Tijdens de naar voren geschoven brunch hebben moeder en dochter zo-even al een eitje getikt, een beschuitje in de vorm van een haasje met abrikozenjam én een pasteitje verorberd. Nu beginnen ze aan het slotstuk: een muffin met roze en gele M & M's die het voorjaar verbeelden. De huiskamer is tot in de finesses met decoratieve eieren versierd. De dochter enthousiast: 'En van het weekend hebben we een paasuitje.' Door al die uitgestalde etenswaren is het aarzelende antwoord van moeders niet zo opmerkelijk. Haar blik dwaalt zoekend over de tafel: 'Ik houd niet zo van uitjes. En al helemaal niet rauw.'
De dochter slaat lachend een arm om haar moeders schouders. Trekt haar tegen zich aan: 'Ik bedoel een paasuitje.
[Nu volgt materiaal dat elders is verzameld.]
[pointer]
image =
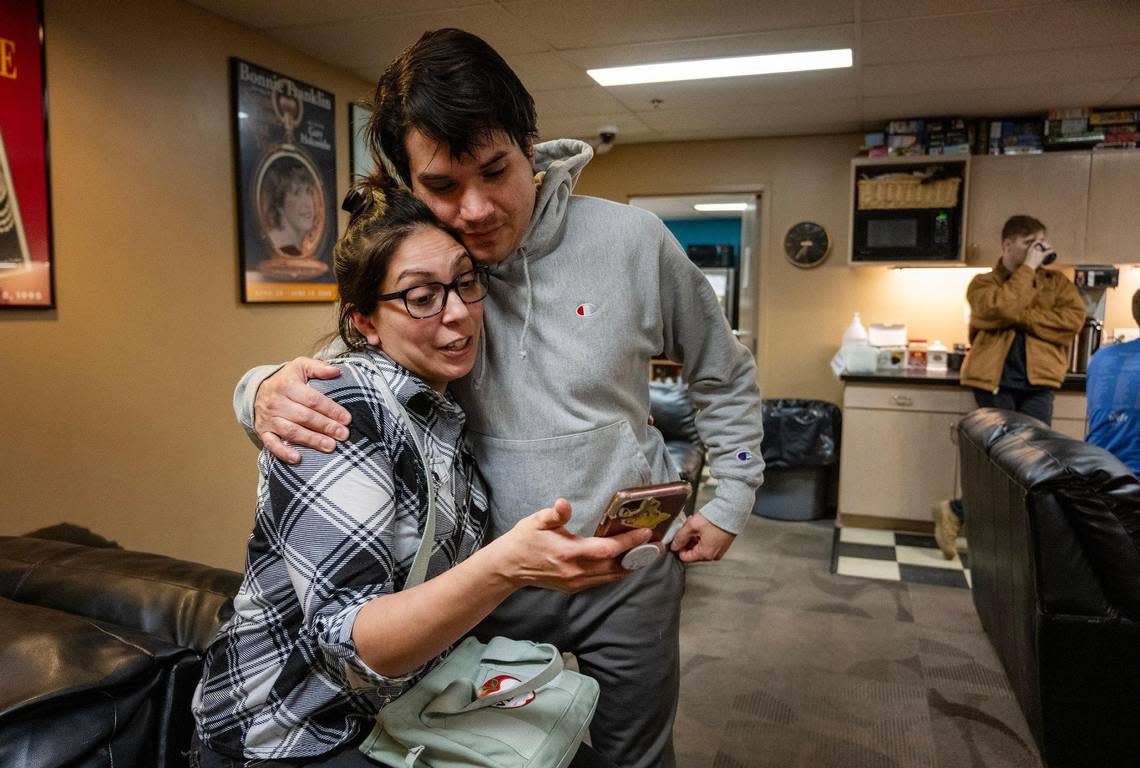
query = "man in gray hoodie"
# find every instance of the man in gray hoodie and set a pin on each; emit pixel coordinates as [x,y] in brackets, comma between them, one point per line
[584,293]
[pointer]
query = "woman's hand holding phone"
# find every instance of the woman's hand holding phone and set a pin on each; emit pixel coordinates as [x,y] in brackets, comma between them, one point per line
[539,552]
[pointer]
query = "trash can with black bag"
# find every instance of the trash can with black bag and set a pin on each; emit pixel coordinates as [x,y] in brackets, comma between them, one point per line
[801,459]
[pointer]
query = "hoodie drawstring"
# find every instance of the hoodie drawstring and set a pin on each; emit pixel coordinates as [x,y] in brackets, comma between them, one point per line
[530,301]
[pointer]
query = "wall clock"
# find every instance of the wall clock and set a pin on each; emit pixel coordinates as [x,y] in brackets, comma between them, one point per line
[807,244]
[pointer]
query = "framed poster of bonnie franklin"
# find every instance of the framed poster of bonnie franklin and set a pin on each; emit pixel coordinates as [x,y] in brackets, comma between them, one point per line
[26,279]
[286,186]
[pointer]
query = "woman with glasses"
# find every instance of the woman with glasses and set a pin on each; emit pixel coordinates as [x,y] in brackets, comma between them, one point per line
[323,636]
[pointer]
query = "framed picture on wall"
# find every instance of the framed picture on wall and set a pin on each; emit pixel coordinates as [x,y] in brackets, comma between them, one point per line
[359,157]
[285,153]
[25,198]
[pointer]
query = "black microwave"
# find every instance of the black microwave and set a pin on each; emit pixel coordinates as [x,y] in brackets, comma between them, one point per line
[906,235]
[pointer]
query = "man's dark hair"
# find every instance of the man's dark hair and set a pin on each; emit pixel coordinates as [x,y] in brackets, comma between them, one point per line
[452,87]
[1020,226]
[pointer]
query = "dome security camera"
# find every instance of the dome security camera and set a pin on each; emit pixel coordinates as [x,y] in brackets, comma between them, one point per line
[605,138]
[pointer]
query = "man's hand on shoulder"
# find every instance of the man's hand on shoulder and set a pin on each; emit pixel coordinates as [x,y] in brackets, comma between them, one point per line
[700,540]
[287,411]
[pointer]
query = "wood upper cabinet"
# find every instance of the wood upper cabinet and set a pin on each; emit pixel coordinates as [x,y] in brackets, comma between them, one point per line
[1114,209]
[1051,187]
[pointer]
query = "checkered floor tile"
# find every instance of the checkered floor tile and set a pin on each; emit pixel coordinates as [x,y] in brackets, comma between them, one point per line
[871,554]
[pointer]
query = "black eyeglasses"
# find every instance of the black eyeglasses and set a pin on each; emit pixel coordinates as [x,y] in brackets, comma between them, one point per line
[429,300]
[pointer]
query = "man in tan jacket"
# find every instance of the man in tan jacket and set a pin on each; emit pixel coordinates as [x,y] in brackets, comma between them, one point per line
[1023,318]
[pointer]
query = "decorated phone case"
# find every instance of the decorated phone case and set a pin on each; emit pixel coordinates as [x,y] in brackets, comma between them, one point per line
[650,506]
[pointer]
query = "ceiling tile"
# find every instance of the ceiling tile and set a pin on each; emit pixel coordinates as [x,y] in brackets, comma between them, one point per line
[548,71]
[726,91]
[801,128]
[373,42]
[599,23]
[1003,71]
[1003,33]
[593,100]
[990,101]
[775,115]
[586,128]
[271,14]
[838,35]
[873,10]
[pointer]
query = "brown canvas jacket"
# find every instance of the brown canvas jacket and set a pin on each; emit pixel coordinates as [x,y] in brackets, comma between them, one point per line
[1042,302]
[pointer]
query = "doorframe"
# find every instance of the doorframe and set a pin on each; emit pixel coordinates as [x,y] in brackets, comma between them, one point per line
[762,192]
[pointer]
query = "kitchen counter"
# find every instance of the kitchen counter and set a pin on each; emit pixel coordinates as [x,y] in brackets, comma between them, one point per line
[1073,382]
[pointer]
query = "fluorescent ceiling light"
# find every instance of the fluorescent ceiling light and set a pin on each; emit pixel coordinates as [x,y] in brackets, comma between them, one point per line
[721,206]
[723,67]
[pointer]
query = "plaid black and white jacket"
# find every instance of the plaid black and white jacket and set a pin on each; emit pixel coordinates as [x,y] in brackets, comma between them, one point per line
[283,678]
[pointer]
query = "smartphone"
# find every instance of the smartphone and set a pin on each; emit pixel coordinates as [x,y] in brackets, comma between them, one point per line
[649,506]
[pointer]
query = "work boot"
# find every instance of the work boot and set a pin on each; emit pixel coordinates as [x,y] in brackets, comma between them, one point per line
[946,527]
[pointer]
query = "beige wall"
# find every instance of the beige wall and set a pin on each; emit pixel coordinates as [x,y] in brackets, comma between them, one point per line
[116,406]
[804,312]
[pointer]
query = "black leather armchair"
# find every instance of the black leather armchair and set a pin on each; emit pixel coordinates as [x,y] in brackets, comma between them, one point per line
[674,416]
[100,650]
[1053,528]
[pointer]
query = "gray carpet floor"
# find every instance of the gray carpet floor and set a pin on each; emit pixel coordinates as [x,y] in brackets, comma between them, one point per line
[784,664]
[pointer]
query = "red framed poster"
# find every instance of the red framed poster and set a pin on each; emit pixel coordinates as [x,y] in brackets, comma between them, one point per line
[25,203]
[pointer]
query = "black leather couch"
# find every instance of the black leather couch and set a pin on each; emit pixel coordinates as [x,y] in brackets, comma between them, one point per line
[100,650]
[674,416]
[1053,529]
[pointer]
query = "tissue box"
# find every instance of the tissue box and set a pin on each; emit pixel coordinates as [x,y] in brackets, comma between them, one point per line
[879,334]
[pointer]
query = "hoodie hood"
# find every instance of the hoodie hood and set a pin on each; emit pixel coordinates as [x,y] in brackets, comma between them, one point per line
[558,165]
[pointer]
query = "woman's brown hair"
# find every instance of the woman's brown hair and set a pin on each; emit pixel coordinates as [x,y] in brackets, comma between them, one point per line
[382,217]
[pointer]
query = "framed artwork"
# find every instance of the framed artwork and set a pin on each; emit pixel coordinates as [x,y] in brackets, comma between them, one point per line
[26,277]
[359,157]
[286,186]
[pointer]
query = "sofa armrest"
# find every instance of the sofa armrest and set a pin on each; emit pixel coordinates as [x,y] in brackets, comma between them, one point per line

Een uitstapje. Dat ik u kom halen met de auto. Gaan we samen buiten lente opsnuiven.' Moeder zit met haar gedachten heel ergens anders: 'Lente-uitjes. Hm. Daar gaan je ogen minder van tranen dan wanneer je gewone uien snijdt.'
De dochter snapt dat het qua gesprek en indrukken voor haar moeder eventjes op de plaats rust is. Ze had willen zeggen dat lente-uitjes ook uitstapjes kunnen zijn, maar ze geeft haar moeder gelijk.: 'Klopt.' Moeder knikt bevestigend tegen zichzelf. Ze heeft het goed.